In more than 20 years I’ve spent studying the issue, I have yet to hear a convincing argument that college football has anything do with what is presumably the primary purpose of higher education: academics.

That’s because college football has no academic purpose. Which is why it needs to be banned. A radical solution, yes. But necessary in today’s times.

Football only provides the thickest layer of distraction in an atmosphere in which colleges and universities these days are all about distraction, nursing an obsession with the social well-being of students as opposed to the obsession that they are there for the vital and single purpose of learning as much as they can to compete in the brutal realities of the global economy.

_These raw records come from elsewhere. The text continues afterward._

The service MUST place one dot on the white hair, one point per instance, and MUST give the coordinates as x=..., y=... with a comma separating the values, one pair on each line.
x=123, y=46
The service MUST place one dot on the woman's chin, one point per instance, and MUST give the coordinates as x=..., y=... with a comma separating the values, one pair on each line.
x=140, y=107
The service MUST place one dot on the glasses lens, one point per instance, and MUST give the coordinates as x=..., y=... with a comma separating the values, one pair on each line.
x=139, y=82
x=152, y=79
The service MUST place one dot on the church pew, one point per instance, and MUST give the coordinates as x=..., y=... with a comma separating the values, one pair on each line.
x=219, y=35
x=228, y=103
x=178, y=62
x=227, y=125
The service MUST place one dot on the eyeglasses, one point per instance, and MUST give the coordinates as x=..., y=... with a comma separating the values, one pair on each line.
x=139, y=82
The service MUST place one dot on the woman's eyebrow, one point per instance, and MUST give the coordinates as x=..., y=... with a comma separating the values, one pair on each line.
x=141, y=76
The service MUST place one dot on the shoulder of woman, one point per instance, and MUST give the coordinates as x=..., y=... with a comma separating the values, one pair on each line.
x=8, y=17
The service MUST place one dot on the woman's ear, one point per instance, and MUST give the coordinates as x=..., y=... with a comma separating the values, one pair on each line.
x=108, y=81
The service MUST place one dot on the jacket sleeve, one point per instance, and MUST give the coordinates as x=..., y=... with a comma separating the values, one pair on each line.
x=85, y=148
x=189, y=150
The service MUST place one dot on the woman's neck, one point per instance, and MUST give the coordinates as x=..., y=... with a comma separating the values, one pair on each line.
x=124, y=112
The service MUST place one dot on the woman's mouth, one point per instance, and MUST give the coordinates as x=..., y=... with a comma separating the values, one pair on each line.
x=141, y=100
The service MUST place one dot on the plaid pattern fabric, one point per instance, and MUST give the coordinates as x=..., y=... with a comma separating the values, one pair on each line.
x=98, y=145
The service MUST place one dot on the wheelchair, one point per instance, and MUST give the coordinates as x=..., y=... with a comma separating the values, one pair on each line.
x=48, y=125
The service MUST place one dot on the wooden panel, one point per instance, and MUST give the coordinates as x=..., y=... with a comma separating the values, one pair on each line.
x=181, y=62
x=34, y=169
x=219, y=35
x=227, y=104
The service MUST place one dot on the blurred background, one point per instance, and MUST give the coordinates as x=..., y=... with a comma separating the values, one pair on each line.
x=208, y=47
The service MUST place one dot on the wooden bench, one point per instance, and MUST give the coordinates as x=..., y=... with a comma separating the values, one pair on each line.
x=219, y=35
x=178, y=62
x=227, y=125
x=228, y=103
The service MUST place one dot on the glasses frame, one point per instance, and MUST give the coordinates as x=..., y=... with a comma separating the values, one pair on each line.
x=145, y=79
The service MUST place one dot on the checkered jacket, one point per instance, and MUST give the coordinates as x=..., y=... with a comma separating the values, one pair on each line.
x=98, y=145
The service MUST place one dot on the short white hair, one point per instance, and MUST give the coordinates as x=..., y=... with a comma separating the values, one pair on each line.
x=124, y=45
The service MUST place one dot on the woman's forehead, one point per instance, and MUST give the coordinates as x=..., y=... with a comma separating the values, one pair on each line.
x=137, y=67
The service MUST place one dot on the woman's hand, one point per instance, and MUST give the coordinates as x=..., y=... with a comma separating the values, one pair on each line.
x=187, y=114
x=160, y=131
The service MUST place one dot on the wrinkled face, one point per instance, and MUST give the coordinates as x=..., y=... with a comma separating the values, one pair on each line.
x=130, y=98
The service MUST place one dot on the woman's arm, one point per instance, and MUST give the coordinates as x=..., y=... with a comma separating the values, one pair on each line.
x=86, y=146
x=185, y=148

Who truly benefits from college football? Alumni who absurdly judge the quality of their alma mater based on the quality of the football team. Coaches such as Nick Saban of the University of Alabama and Bob Stoops of Oklahoma University who make obscene millions. The players themselves don’t benefit, exploited by a system in which they don’t receive a dime of compensation. The average student doesn’t benefit, particularly when football programs remain sacrosanct while tuition costs show no signs of abating as many governors are slashing budgets to the bone.

Buzz Bissinger, author of Friday Night Lights.

What McQueary saw (and said)

Penn State assistant football coach Mike McQueary testified in court yesterday, during a preliminary hearing in the case against two Penn State officials charged with perjury and failing to report what McQueary told Paterno about what he saw Jerry Sandusky doing in Penn State athletic facilities.

Here is the heart of his testimony:

I described it was extremely sexual and that some kind of intercourse was going on. There’s no question in my mind that I conveyed to them that I saw Jerry in the showers, and that it was severe sexual acts, and that it was wrong and over the line.

And when McQueary told Paterno, what did Paterno say, according to McQueary’s testimony?

He said: ‘Well, I’m sorry you had to see that. It’s terrible. I need to think and tell some people about what you saw, and I’ll let you know what we’ll do next.’

So, Paterno was sorry that McQueary “had to see” it, but expressed no alarm or care for victim of the crime. This pretty much shows where Paterno’s sense of duty was directed: save the team and the hell with anything else.

Words matter

(Note: we need to stop the daintiness and describe the alleged offenses for what they truly are in the vernacular to somehow try to capture the monstrousness. Not anal intercourse or oral sex, which sounds clinical, but butt-f–king and blowjobs and cock-grabbing and pants-groping and other assorted acts that the 67-year-old Sandusky allegedly inflicted on eight minor victims over a 15-year span, according to the 23-page grand-jury report, and resulted in 40 counts of serial sex abuse of minors.)

I think the answer to the question of inaction is simple. It wasn’t a matter of university officials and football staffers in Happy Valley not wanting to deal with it (which they didn’t), or not following up (which they didn’t), or having better things to do like attending Friday-night football pep rallies. There is no great conspiracy theory at work.

What happened, or more accurately did not happen, goes to the core of evil that major college sports programs in this country have become, equivalent to Mafia families in which the code of omertà rules and coaches and staff always close ranks around their own, even if it means letting someone who was first accused of inappropriate sexual conduct in 1998 continue to roam.

Buzz Bissinger

Nebraska suggesting fans not wear red (updated)

Nebraska’s Athletic Director has advised its fans not to wear red tomorrow at the game with Penn State for fear of their safety.

Tom Osborne, Nebraska’s athletic director, has asked his team’s usually decked-out fans to refrain from wearing Nebraska’s trademark red. Osborne said he was not worried about the football team’s safety, but he wanted to make sure the team’s fans stayed safe.

“I just don’t know if it’s a good idea in this circumstance to stand out,” Osborne said to The Associated Press on Thursday.

Update:  And, oh, a new investigation has been opened in Texas with respect to the same former Penn State coach. And Paterno has reportedly lawyered up.

Generally speaking, it is easy for a scandal like this to become overblown and hysterical, identifying abusers everywhere and this argues in favor of restraint and care in evaluating exactly what happened and what is a false claim. In this case, however, we have an eyewitness to at least one abuse incident who was 28 years old at the time he saw the abuse first-hand, and at least 8 victims (now adults, not children) testifying. The compaining individual in the Texas event was not one of the 8 in the original indictment.